24 Temmuz 1923 tarihli Lozan Barış Antlaşması’nın bir parçası olan ve ondan 6 ay önce imzalanan Türk ve Rum Nüfus Değişimine İlişkin Sözleşme ve Protokolü’ne göre, Türk topraklarında yerleşmiş Rum Ortodoks dininden Türk uyrukları ile, Yunan topraklarında yerleşmiş Müslüman dininden Yunan uyrukları (190 bin kadardı) zorunlu değişime (mübadele) tabi tutuldu.
Aralık 1923’te Çorlu’da yaşayan birkaç yüz kişilik Yahudi cemaatine şehri 48 saat içinde terk etmesi emredildi.

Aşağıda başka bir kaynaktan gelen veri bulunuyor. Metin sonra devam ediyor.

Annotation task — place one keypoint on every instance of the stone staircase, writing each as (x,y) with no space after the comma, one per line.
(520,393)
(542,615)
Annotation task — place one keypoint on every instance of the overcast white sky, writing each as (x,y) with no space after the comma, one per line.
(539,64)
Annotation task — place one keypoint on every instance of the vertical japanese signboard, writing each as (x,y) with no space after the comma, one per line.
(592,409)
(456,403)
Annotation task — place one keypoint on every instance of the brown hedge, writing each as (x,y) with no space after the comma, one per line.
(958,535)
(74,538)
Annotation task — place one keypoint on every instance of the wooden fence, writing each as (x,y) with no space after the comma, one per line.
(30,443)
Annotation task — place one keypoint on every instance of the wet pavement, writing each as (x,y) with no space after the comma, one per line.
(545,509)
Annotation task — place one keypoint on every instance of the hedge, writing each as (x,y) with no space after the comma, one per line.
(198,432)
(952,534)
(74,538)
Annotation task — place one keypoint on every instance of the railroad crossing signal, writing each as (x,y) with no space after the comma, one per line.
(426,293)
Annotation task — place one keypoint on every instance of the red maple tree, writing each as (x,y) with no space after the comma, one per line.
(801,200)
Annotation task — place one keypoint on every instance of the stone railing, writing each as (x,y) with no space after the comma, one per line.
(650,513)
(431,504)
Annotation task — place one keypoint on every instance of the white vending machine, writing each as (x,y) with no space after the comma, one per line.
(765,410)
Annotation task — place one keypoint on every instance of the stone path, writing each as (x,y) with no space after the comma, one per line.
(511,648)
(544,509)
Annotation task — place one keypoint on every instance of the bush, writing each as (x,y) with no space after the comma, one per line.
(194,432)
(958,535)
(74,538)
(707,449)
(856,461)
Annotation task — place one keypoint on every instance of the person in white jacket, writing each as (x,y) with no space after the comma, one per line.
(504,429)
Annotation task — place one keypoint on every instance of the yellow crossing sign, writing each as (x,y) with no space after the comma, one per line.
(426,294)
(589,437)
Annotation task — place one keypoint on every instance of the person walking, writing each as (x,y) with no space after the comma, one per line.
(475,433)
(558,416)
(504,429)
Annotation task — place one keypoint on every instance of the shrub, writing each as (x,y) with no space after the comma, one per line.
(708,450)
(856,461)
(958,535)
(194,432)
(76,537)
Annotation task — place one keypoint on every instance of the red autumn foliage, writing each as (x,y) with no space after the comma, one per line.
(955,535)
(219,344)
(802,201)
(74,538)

Hahambaşılığın müracaatı üzerine karar ertelendi ancak benzer bir karar Çatalca için alındı ve hemen uygulandı.

1924 yılı boyunca, Lozan Barış Antlaşması’nın gereği olarak
24 Ocak 1924 tarihli Eczacılar Hakkındaki Kanun’la eczane açma yetkisi ‘Türk bulunma’ meselesine bağlandı.

3 Mart 1924 tarihli Tevhid-i Tedrisat Kanunu uyarınca 40 kadar Fransız ve İtalyan okulu kapatıldıktan sonra sıra azınlık okullarının binalarının onarımında, genişletilmelerinde, yeni binalar yapmalarında kısıtlamalara geldi. Okul programları ve sınavlar MEB tarafından denetlenmeye başladı.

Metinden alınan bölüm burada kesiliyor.